“STRAWBERRY FIELDS” DI MARINA LEWYCKA

Fuga dal sogno

Marina Lewycka, dopo “Breve storia dei trattori in lingua ucraina” (2006), regala ai suoi lettori un romanzo dalle tante facce, i volti di un gruppo di emigrati che, per sopravvivere, cercano lavoro e la speranza di una dignitosa quotidianità in territorio britannico.

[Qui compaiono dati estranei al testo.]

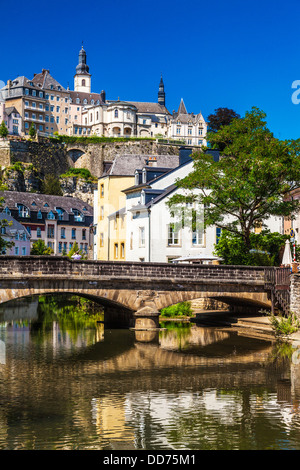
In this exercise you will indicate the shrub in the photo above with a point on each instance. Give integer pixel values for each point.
(182, 309)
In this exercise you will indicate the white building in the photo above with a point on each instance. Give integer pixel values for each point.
(154, 232)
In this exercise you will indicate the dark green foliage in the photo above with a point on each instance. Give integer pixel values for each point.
(252, 180)
(51, 185)
(221, 117)
(265, 249)
(182, 309)
(39, 248)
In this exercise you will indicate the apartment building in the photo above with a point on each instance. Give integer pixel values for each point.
(57, 220)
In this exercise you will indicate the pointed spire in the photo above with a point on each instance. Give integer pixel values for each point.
(182, 108)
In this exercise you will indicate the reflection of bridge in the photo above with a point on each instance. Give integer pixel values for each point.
(136, 291)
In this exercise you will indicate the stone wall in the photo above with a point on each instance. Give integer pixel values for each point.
(295, 294)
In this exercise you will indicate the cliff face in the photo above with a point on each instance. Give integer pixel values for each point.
(25, 163)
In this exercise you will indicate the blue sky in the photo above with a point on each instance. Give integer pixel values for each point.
(233, 53)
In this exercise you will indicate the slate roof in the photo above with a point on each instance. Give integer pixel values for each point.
(153, 108)
(36, 202)
(44, 80)
(13, 225)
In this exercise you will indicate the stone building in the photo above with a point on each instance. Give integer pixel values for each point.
(57, 220)
(16, 233)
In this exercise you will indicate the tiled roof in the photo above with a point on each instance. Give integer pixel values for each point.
(13, 224)
(35, 201)
(45, 80)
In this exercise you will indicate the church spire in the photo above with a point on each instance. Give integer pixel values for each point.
(82, 78)
(161, 93)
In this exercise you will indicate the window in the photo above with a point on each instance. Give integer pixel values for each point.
(141, 237)
(198, 237)
(23, 211)
(173, 235)
(78, 217)
(50, 231)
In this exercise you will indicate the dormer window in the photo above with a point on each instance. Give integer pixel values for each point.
(23, 211)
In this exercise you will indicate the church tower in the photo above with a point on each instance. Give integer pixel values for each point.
(82, 78)
(161, 93)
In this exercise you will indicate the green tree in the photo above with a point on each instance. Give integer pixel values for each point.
(3, 130)
(266, 249)
(32, 131)
(39, 248)
(221, 117)
(250, 182)
(51, 185)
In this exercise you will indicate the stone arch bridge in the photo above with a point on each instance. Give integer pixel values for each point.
(135, 292)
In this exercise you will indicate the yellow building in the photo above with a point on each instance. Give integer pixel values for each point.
(110, 201)
(111, 226)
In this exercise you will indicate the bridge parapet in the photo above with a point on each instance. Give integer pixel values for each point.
(63, 266)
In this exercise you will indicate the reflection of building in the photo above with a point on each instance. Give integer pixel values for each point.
(57, 220)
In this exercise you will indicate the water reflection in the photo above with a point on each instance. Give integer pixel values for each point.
(68, 383)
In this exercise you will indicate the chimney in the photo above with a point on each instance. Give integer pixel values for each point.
(103, 96)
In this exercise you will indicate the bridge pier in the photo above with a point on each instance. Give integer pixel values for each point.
(146, 318)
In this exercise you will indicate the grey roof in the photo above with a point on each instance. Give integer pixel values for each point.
(125, 165)
(153, 108)
(44, 80)
(35, 201)
(13, 225)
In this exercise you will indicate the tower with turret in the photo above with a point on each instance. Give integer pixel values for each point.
(82, 78)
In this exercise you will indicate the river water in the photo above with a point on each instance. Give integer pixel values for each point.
(68, 383)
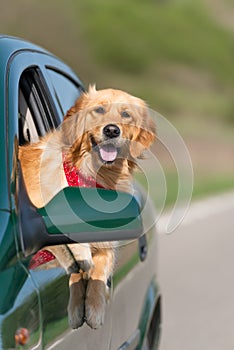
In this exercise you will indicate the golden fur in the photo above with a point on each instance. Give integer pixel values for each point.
(84, 142)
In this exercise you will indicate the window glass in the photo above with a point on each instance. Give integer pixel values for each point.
(66, 90)
(37, 113)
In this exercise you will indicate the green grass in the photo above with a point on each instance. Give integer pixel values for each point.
(173, 53)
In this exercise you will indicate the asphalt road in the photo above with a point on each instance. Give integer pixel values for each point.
(196, 273)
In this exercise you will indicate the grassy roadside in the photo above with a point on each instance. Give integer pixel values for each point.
(177, 55)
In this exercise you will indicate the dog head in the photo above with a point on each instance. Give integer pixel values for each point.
(106, 127)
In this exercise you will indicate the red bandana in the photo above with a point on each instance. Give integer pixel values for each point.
(75, 178)
(40, 258)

Irina, giovane ucraina, lascia il suo Paese per andare a migliorare il suo inglese e per incontrare l’uomo della sua vita, quell’amore con la “A” maiuscola che le faccia dimenticare il passato per un sereno futuro nel Regno Unito. Appena scende dal pullman che da Kiev l’ha accompagnata conosce subito quella che sarà la sua Inghilterra. Un campo di fragole da raccogliere, senza passaporto e soldi, un caravan da condividere con altre ragazze straniere; un lungo “soggiorno” dal quale sembra non poter far più ritorno, un sogno inquietante, la corsa per fuggire da un grosso e viscido uomo, Mister Vulk, suo padrone, boschi che la nascondono da quell’Orco che la insegue, la vuole, la minaccia con una piccola e luccicante arma e poi il risveglio, l’Addio all’idea di una storia romantica e l’inizio della sua realtà, l’inizio di una Vita voluta da lei.

C’è anche Andrij, ombroso connazionale della bella Irina, dopo la morte del padre per un incidente nella miniera in cui lavoravano insieme che decide di darsi una possibilità in occidente e dopo mille disavventure, tra cui il lungo viaggio sul vecchio e maleodorante pulmino rock e dei suoi cani, raggiungerà la tanto agognata Sheffield per iniziare con Irina una nuova avventura.
Yola e Marta, polacche e rispettivamente zia e nipote, due ragazze asiatiche chiamate per semplicità Cinese Numero Uno, Song Ying, e Cinese Numero Due, in realtà malese il cui vero nome è Soo Lai Bee, condividono il caravan con Irina e con lei la fuga dal campo di fragole e la ricerca della propria dignità.
Oltre ad Andrij, il gruppo degli uomini è composto da Tomasz, il polacco che accompagna con la sua chitarra i momenti di pausa e proprietario delle scarpe che conferiscono al caravan un odore tanto caratteristico; Vitalij così giovane e così già tanto addentro ai giochi spietati della globalizzazione e infine, Emanuel, pacifico e candido malawaiano alla ricerca della sorella.
Tomasz, in una delle sue riflessioni, descrive perfettamente la loro situazione, leit-motiv del romanzo, facendo capire i sentimenti di un emigrato-persona: un uomo lontano dal suo Paese e non accettato da un Paese che doveva offrirgli semplicemente la dignità: «in preda a uno sconforto così intenso da essere quasi piacevole, ha tirato fuori la chitarra. La sua situazione era quella. Che cos’era diventato, se non un frammento di umanità spezzata e schiacciata, trascinato dalla corrente su una remota costa sconosciuta? Ecco dove lo aveva portato il suo viaggio».
Poi c’è Cane, il fedele amico che aiuterà Andrij e Irina e che con le sue pulsazioni e bisogni darà al lettore, di capitolo in capitolo, il brutale e veritiero bollettino della fuga dei suoi amici uomini.

Le pagine scorrono velocemente, gli intrecci delle vite dei protagonisti catturano l’attenzione, il linguaggio aiuta a capire le diverse personalità, Yola, Irina, Cane e le lettere di Emauel sono i principali affabulatori. L’emigrata ucraina Marina Lewycka, ormai insegnate alla Sheffield Hallam University, descrive le conseguenze dell’apertura dei confini territoriali, la speranza di chi sogna una vita libera e la ricerca di districarsi dalle briglie della troppo decantata globalizzazione. La storia personale della scrittrice, la sua esperienza da profuga in Germania e la nuova vita inglese animano ogni parola del suo libro.

Marina Lewycka, Strawberry fields, Mondadori, 2008, pp.374, € 16.50.